Now, I’m not always this way. When I’m being conscious of my unreasonable behavior and actively doing those things I need to do to combat it, mistakes don’t get to me as much. In my logical mind, I know that mistakes happen everyday, and that we’re only human, and that it’ll be ok.

But when I’m at the height of my perfectionism, and I’m on a pretty good streak of doing things well, I tend to get a feeling of invincibility. In my not-so-logical mind, I’m absolutely sure I could keep this up forever. But, since that’s clearly impossible, the scene is set for bad things to happen.

So for any little thing, I just over-apologize. I say sorry when I don’t know how to use formulas in Excel. I say sorry when I ask people questions. I say sorry when I’m slow to make a decision. I even say sorry when my dog makes mistakes, and he’s just a puppy! I perceive these apologies as my way of softening the blow of my incompetence. But why is there even a blow to soften? This isn’t incompetence – it’s life.
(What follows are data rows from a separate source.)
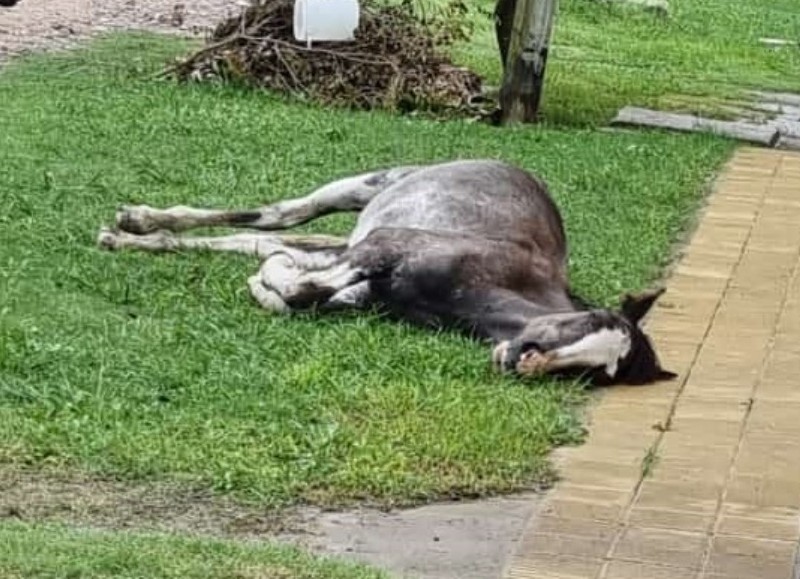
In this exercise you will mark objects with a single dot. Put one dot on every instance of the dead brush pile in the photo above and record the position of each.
(396, 62)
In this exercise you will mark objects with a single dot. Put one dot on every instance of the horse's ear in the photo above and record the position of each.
(635, 307)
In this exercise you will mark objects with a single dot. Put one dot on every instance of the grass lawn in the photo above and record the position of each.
(607, 55)
(58, 552)
(143, 367)
(162, 367)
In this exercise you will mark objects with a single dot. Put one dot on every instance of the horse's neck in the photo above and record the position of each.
(500, 315)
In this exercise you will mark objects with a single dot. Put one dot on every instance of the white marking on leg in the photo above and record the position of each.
(604, 348)
(267, 298)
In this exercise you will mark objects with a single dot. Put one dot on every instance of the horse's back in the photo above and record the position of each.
(483, 198)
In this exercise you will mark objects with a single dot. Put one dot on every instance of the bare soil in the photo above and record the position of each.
(457, 540)
(56, 24)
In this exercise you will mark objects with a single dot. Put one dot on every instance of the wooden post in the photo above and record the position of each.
(526, 57)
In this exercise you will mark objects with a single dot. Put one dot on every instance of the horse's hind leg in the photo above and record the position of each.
(350, 194)
(323, 248)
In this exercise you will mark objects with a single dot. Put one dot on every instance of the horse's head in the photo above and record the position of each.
(609, 347)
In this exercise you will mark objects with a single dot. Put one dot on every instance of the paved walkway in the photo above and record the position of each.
(699, 478)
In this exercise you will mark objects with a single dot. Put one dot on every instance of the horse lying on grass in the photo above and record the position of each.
(476, 246)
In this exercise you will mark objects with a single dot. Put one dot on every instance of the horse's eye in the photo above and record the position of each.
(530, 345)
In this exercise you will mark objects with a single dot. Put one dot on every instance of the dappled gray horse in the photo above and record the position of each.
(477, 246)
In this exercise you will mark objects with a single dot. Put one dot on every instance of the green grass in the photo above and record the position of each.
(161, 367)
(607, 56)
(56, 552)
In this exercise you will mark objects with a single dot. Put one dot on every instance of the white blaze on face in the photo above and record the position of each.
(604, 348)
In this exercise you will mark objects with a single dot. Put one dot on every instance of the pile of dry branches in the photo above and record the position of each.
(395, 62)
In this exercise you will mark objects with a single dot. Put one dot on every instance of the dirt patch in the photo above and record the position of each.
(57, 24)
(458, 540)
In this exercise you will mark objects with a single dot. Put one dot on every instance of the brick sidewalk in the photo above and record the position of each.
(699, 478)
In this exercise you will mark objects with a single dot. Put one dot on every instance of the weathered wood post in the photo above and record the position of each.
(524, 44)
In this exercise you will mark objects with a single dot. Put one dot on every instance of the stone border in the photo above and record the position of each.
(698, 478)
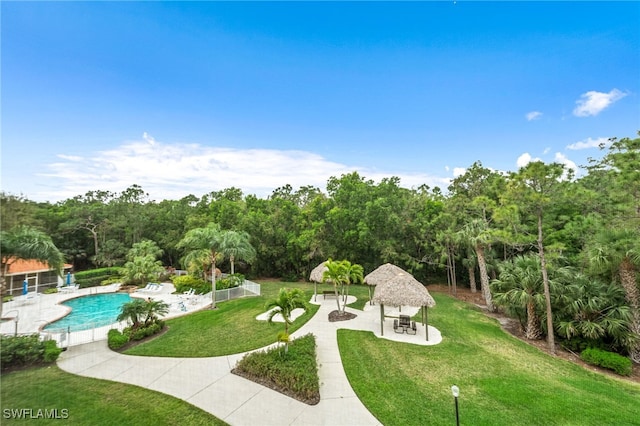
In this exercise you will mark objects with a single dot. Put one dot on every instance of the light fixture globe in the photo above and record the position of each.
(455, 391)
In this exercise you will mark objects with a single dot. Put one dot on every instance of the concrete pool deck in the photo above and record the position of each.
(41, 309)
(209, 384)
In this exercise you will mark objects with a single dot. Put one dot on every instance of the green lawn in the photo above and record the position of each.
(92, 402)
(502, 380)
(230, 329)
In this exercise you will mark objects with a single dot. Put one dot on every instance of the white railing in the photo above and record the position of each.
(98, 330)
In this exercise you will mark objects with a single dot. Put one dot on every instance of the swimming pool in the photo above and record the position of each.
(88, 312)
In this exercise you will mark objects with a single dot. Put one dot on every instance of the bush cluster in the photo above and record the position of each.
(20, 351)
(116, 340)
(609, 360)
(185, 282)
(95, 277)
(230, 281)
(295, 374)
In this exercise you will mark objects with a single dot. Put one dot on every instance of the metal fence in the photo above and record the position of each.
(98, 330)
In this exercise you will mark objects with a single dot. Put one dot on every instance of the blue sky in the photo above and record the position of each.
(196, 97)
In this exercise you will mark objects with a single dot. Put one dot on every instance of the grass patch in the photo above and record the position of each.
(216, 332)
(502, 380)
(294, 374)
(93, 402)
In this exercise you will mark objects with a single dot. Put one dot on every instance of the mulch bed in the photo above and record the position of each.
(132, 343)
(339, 316)
(269, 384)
(512, 326)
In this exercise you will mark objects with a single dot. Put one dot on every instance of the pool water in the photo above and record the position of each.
(88, 312)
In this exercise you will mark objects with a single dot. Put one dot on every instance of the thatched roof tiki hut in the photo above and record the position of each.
(403, 290)
(316, 276)
(381, 275)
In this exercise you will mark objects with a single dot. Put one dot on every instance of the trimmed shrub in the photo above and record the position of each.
(609, 360)
(116, 340)
(230, 281)
(95, 277)
(295, 375)
(185, 282)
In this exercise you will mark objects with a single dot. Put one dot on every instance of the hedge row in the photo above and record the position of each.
(117, 339)
(608, 360)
I think that when you expect perfection, you expect it in all things, and especially in yourself. So much so, that the bad stuff gets all of your attention. After I made that aforementioned mistake, I couldn’t remember a single thing I did well that week. Still, to this day, I’m struggling to recall a success. And you know why? Because my mind state completely switched. There no longer was any good that mattered, just mishaps and self-blame. What a horrible feeling!

But it doesn’t have to be this way. We have to learn to embrace our mistakes as no big deal. And this doesn’t mean that we should make excuses for our mistakes. It simply means we should accept them and keep striving for our best. We – and I’m speaking to myself here too – could benefit tremendously from shaking things off and simply moving on.

If the world didn’t end with your mistake or someone else’s mistake, then that means there’s still a chance to get it right the next time. Shoot for progress, not perfection.

So what do you think? Are we all far too aware of mistakes? Do we let perfection dictate or views of ourselves and the world? Let me know in the comments below!

Thanks for reading.

2 thoughts on “My Bad: Dealing With Mistakes

  1. I’m with you on this. Focusing on failures rather than successes is a recipe for unhappiness. Sounds like it is a habit we both have to break!